Here are the log for 2 GPUs: all_reduce_2_gpus.txt. It completes successfully and I don't see anything concerning in the logs.

For 4 GPUs: all_reduce_4_gpus.txt, the program hangs indefinitely. Final log line for all GPUs is something like

c2ce1c877ea3:1023:1032 [0] NCCL INFO NVLS Bind mem 0xac0000000 UC handle 0x7f3310ccb240 MC handle 0x7f3310ccaa20 size 1073741824

We've tried increasing shmem size with --shm-size=1g --ulimit memlock=-1 and various env settings like NCCL_SHM_DISABLE=1 or NCCL_ALGO=Tree.

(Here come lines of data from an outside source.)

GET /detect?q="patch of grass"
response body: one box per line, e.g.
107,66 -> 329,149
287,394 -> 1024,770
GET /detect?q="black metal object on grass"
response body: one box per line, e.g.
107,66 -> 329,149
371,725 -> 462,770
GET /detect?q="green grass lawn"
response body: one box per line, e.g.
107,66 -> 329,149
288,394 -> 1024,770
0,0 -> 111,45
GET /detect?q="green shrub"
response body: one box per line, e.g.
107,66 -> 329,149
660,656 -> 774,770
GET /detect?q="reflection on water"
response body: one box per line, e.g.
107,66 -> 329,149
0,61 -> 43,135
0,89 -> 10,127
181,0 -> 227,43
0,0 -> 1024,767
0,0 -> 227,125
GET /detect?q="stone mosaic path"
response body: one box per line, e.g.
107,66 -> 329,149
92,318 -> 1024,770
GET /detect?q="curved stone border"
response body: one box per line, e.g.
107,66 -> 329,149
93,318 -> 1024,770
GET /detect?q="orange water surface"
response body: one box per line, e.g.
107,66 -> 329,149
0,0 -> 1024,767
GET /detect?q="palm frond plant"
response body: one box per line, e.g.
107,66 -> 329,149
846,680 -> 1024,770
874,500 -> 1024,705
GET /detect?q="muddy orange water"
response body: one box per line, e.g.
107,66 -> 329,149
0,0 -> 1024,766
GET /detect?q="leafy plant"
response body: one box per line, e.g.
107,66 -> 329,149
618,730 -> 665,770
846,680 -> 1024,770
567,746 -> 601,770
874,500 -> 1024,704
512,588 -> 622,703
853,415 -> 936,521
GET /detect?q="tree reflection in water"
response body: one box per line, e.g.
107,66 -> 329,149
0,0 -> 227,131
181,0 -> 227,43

Do you have any idea where to look next?

Thanks a lot :)

Answer 1 · 2024-05-22T12:05:21.000Z

Can you try with NCCL_NVLS_ENABLE=0?

Answer 2 · 2024-05-22T15:53:58.000Z

Thanks a lot @sjeaugey, the example is working now!

Any insights what the probable cause for NVLS not working? Looking at the docs, it seems that NCCL doesn't use NVLS when not available (and I also thought that setting NCCL_ALGO=Tree would disable NVLS as well).

Answer 3 · 2024-05-22T16:00:59.000Z

Ok thanks for confirming. But I'm not sure actually why NVLS Bind calls would hang. It's outside of our scope as those calls go to CUDA.

Answer 4 · 2024-05-23T07:19:23.000Z

Actually it could be because the fabricmanager service isn't running. Note that if you restart it, you may need to reset all GPUs to make NVLS functional again. Rebooting is usually the easiest option.